A Maze of Love 〜縺れた愛〜
***

 適当に選んだホテルの部屋で大翔がシャワーを浴びている最中、ベッドサイドに無造作に置かれていたスマホに着信があった。
 
 見るともなしに目に入ってきたその待ち受け画像に違和感を覚え、渚は暗くなったスマホ画面に触れ、もう一度画像を表示させた。

 少し色褪せた色調の写真のようだ。
 かなり昔に撮られたように見える。

 畳敷きの広間でふざけ合っている同い年ぐらいの男の子と女の子。
 
 祖父母の家とか旅館とか、そんな感じのする古い日本家屋で撮影されたもののようだ。

 なんで、こんな古めかしい写真なんか、待ち受けにしているんだろう。
 らしくないんだけど、ぜんぜん。

 出てきたら聞いてみようかな。
 ああ、でも、やめとこう。
 見てないところでスマホをチェックする女、とか思われるのも心外だし。

 そんなことをつらつら考えていると、バスルームのドアが開く音がして、長めの髪を後ろに流し、腰にタオルを巻いた大翔が戻ってきた。

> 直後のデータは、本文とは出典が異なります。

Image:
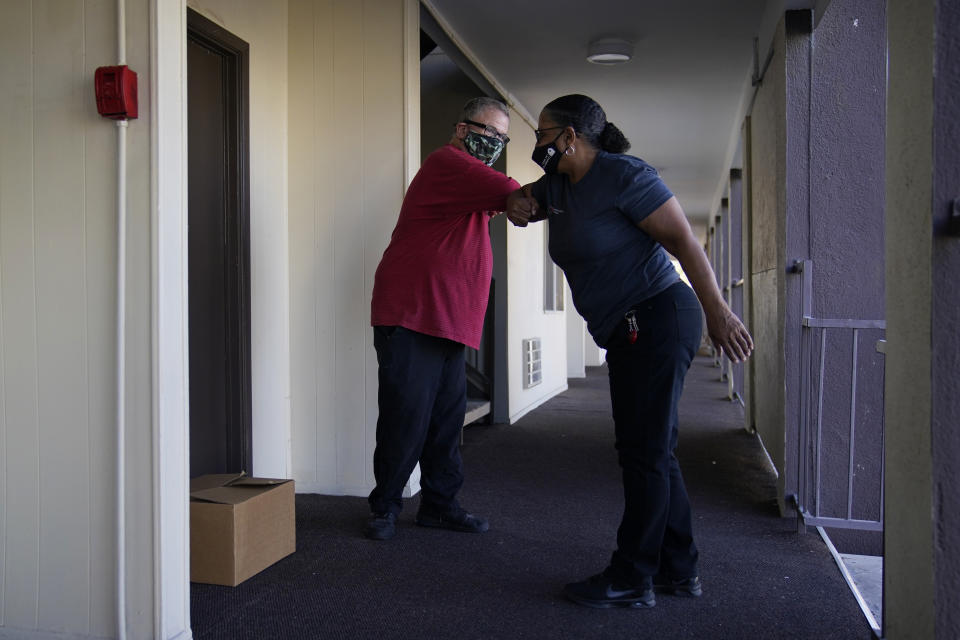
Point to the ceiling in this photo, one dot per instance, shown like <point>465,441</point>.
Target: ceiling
<point>680,100</point>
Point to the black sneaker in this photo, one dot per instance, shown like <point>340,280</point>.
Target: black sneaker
<point>381,526</point>
<point>605,590</point>
<point>455,520</point>
<point>687,587</point>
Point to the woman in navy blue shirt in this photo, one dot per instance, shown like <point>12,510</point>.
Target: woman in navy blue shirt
<point>612,222</point>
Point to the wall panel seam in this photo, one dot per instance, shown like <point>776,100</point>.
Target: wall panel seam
<point>36,315</point>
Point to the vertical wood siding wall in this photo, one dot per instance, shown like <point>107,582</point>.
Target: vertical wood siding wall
<point>57,321</point>
<point>347,149</point>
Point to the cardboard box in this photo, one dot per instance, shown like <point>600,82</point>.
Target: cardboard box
<point>239,526</point>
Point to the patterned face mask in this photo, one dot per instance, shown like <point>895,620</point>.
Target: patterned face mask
<point>486,149</point>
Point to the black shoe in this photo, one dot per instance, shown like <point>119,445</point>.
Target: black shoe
<point>688,587</point>
<point>455,520</point>
<point>605,590</point>
<point>382,526</point>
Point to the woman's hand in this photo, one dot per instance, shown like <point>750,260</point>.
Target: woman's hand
<point>521,207</point>
<point>668,225</point>
<point>728,334</point>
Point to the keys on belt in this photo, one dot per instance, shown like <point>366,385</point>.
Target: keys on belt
<point>632,327</point>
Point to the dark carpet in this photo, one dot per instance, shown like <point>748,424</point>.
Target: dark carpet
<point>551,488</point>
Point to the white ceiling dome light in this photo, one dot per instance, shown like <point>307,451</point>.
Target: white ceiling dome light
<point>609,51</point>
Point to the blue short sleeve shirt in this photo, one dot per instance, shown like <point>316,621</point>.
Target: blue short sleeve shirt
<point>610,263</point>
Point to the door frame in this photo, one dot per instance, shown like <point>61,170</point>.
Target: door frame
<point>236,53</point>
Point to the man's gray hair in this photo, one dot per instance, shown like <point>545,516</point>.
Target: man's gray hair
<point>475,106</point>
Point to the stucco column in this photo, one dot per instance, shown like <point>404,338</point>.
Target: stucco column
<point>923,257</point>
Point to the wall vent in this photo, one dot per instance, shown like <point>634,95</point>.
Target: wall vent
<point>532,372</point>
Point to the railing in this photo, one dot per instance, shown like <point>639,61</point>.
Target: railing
<point>820,363</point>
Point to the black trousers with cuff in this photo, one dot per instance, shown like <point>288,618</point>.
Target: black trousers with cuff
<point>646,380</point>
<point>422,399</point>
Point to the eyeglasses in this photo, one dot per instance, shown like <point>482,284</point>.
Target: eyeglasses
<point>539,132</point>
<point>489,131</point>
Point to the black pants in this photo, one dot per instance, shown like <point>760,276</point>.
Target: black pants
<point>646,379</point>
<point>422,399</point>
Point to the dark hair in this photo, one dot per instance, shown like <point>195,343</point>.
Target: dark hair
<point>589,121</point>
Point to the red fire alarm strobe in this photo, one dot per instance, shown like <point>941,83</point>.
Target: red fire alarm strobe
<point>116,92</point>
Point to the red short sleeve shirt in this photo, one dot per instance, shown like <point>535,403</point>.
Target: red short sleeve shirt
<point>434,276</point>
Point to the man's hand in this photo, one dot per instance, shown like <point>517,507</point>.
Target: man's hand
<point>520,208</point>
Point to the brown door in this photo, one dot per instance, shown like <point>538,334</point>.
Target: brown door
<point>218,246</point>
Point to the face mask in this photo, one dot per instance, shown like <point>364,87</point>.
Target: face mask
<point>548,156</point>
<point>486,149</point>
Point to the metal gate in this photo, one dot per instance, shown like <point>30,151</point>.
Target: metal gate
<point>840,482</point>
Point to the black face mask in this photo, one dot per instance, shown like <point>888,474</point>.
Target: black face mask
<point>486,149</point>
<point>548,156</point>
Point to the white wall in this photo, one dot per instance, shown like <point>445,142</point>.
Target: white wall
<point>577,338</point>
<point>264,26</point>
<point>525,288</point>
<point>58,233</point>
<point>351,113</point>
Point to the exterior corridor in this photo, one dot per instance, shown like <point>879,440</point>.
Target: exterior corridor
<point>550,486</point>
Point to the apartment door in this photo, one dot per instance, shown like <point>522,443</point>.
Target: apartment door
<point>218,249</point>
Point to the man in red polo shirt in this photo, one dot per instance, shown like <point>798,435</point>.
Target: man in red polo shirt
<point>429,298</point>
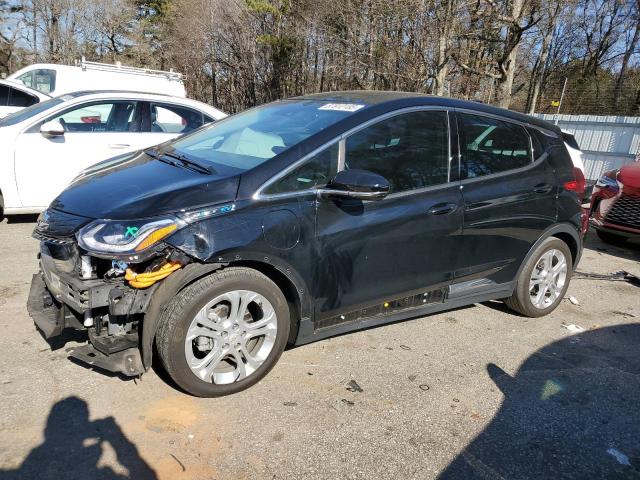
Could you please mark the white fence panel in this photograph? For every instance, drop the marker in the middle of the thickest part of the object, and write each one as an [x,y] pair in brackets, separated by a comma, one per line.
[608,142]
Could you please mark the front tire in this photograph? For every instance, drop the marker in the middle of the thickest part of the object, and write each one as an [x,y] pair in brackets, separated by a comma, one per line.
[223,333]
[544,279]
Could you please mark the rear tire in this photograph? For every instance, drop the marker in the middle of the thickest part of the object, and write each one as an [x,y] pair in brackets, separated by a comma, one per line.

 目の前にそんな恰好で来られると、渚の心拍数はすぐに上がってしまう。

 少し盛り上がった上腕や引き締まった腹筋、すんなり伸びた脚。
なにもかも完璧。

 そんな大翔の彼女でいられることが誇らしい。

 ずっと彼と一緒にいたい。
 大翔といるときもいないときも、渚の心を占めているのは彼のことだけだった。